Immigration advocates say it’s almost impossible to understand why a person would willingly board a plane with so little information, without understanding the desperation that person was feeling. Luzardo said he believed he had to accept help whenever it was offered because that was the only way he’d survived up until that point.
Migrant flights, bus rides continue
Both DeSantis and Texas Gov. Greg Abbott have offered migrants free rides from border towns to New York, Chicago, Philadelphia, Los Angeles, and several other places far from the nation’s southern border since last year. All the destinations are led by Democratic politicians.
Until recently, the federal government was in charge of making all big-picture immigration decisions in this country, Chisti said. But now, things are different.
“It’s state versus state. It's not the federal government versus the state government. That’s a completely new chapter,” he said. “And historians of federalism will be looking at it for a very long time.”

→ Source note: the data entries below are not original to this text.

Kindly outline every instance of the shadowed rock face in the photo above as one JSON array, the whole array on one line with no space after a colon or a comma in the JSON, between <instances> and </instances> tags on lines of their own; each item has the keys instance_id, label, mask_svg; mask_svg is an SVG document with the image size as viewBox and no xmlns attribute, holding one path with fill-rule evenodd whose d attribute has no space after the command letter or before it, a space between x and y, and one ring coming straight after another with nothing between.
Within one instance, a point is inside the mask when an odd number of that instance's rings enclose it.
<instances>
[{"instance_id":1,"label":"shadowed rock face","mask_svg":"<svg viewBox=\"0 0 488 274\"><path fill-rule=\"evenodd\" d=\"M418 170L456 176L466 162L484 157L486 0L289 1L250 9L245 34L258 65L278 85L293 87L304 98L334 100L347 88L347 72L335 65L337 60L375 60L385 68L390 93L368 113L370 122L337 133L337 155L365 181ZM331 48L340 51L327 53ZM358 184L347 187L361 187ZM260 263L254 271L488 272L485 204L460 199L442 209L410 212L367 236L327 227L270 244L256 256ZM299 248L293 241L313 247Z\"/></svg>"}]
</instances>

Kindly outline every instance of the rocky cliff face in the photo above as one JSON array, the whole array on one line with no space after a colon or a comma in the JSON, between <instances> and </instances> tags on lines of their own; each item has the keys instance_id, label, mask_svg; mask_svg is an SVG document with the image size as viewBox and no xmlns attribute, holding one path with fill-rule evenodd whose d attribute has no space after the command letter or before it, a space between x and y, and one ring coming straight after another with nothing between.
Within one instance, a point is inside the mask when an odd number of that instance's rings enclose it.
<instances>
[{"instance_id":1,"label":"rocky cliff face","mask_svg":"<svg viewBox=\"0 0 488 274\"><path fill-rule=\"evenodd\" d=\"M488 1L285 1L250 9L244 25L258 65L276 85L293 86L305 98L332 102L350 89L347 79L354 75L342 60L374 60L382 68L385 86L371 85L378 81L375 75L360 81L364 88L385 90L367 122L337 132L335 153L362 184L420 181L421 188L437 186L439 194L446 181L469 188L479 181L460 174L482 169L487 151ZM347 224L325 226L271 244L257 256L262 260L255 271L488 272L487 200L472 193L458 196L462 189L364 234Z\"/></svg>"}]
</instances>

Chisti also pointed out that the governors involved in shipping migrants away are announced or potential candidates for the presidency.
“To do this a year before a general election is not lost on anyone,” Chisti said. “I think, again, it is a subchapter, which we haven't seen before.”
Luzardo looks ahead
It will be a long time before Luzardo knows whether he gets the U Visa or asylum. He’s applied for both.
So he finds himself doing what he can to stay busy. He wakes up early to drink Colombian coffee then takes three buses to work, chatting with the Spanish-speaking bus driver. He brings breakfast for his coworkers, who like bread with ham and cheese.
“I always buy food for everyone,” he said.
In the evenings, Luzardo works on himself. On Tuesdays and Wednesdays, he goes to English class. On Thursdays, he has therapy.
Finally, after video games and calls to loved ones, he goes to sleep at about 9 p.m., tired from long days of acclimation.
All of this — including the apartment — has been made possible by funds and services arranged by Jewish Family Service of Metrowest, a nonprofit based in Framingham, Massachusetts. The organization got involved soon after the migrants arrived at Joint Base Cape Cod. It has provided the same benefits to four other migrants, including Luzardo’s roommate and three other people who live next door.
The staff, including Lucia Panichella, have gotten to know the group over the last year.
“I kind of made the mistake of thinking, ‘They've already had this time where people told them all that [they’d been promised] was not true,’” she said. “But I think that it still was really hard for them to grasp fully what had happened. What was true? What was not true? Could they believe what I was saying?”
Gradually, things have changed.
“Since I’ve been here,” Luzardo said, “I’ve been able to figure out many things, things I thought were impossible [to overcome]. These are not extraordinary [accomplishments], but, yes, I feel that I’ve moved forward a little bit.”
To be sure, not all of the 49 migrants flown to Martha’s Vineyard have received as much support and attention as Luzardo. Many are still in Massachusetts, communicating through a group chat through WhatsApp.
Luzardo said he’s grateful for his small community, but he still has many complicated feelings.
Today, he’s clear about the fact that even though he’s received a great deal of help, it didn’t come from the people who promised it to him. Rather, he said, it’s in spite of them.
So when he looks around at his apartment and considers the relative stability he’s now enjoying, he thinks about everything he’s done in his life leading up to this point.
“When one does good deeds, they receive good deeds. I have that sense of faith: to do good and harvest good,” he said. “I think these are God’s ways. But I don’t know.”
He still struggles to trust people, and feels deeply lonely.
“I can’t believe that I am here, in the United States. I mean, I wake up [and I ask myself], ‘Am I really here?’” he said. “I don’t complain about my comforts, about the things here. But [I miss my] family.”
Marzouk, Luzardo’s lawyer, said she expects his work permit will be approved in the next few months. In the meantime, Luzardo plans to keep cutting hair for clients at his new kitchen table.